The Authority / Nigeria: As leaders all over the world send in their congratulatory messages to the President-elect of the United States of America, Donald Trump, the detained leader of the Indigenous Peoples of Biafra (IPOB), Nnamdi Kanu, on Thursday petitioned the new world’s helmsman to liberate enslaved nations in Africa from the stronghold of leaders that have no respect for human rights.
In a statement signed by his counsel, Barr Ifeanyi Ejiofor and made available to The AUTHORITY yesterday, Kanu, while congratulating him, compared Trump’s electoral victory with that of the 34th American president, Dwight Eisenhower, whom he said, was instrumental to the collapse of colonialism in Africa.
“It is imperative to draw historical parallels between your victory and that of the great Dwight Eisenhower a fellow Republican, who was instrumental in the dismantling of European colonialism in Africa’’.
He implored Trump to emulate the great former American president by bringing an end to neo-colonialism and enslavement currently championed by puppet dictatorial regimes that have no respect for human rights.

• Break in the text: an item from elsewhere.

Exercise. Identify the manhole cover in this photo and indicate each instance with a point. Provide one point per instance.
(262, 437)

He said that IPOB is confident that the leader of the free world would have both the capacity and the will to confront the challenges ahead and meet the expectations of the American people in particular and the oppressed people of the world in general.
The IPOB leader also reminded the US president–elect that his victory has come with the responsibility to unite and heal the wounds of the past, including the re-writing of some aspects of the dark history of American foreign policy in Africa championed by established interests, who worked through successive US administrations to actively sponsor ‘’undemocratic regimes, corrupt dictatorships and more recently unrepentant arch-genocidists’’.
He opined that such rulers, especially in Africa, remain a direct danger to world peace and security but more importantly a potent and subsisting threat to United States interests in Africa.
He implored Trump to resist every temptation, be it financial inducement to US politicians, political blackmail or otherwise, to partner with these tyrannical regimes in black Africa that specialise in ‘crushing’ the inalienable rights of its citizens.
He warned that tyranny is bad for mankind as history have always taught that all great wars were started by tyrants.
The seventeen-paragraph statement came barely two days after Trump’s election.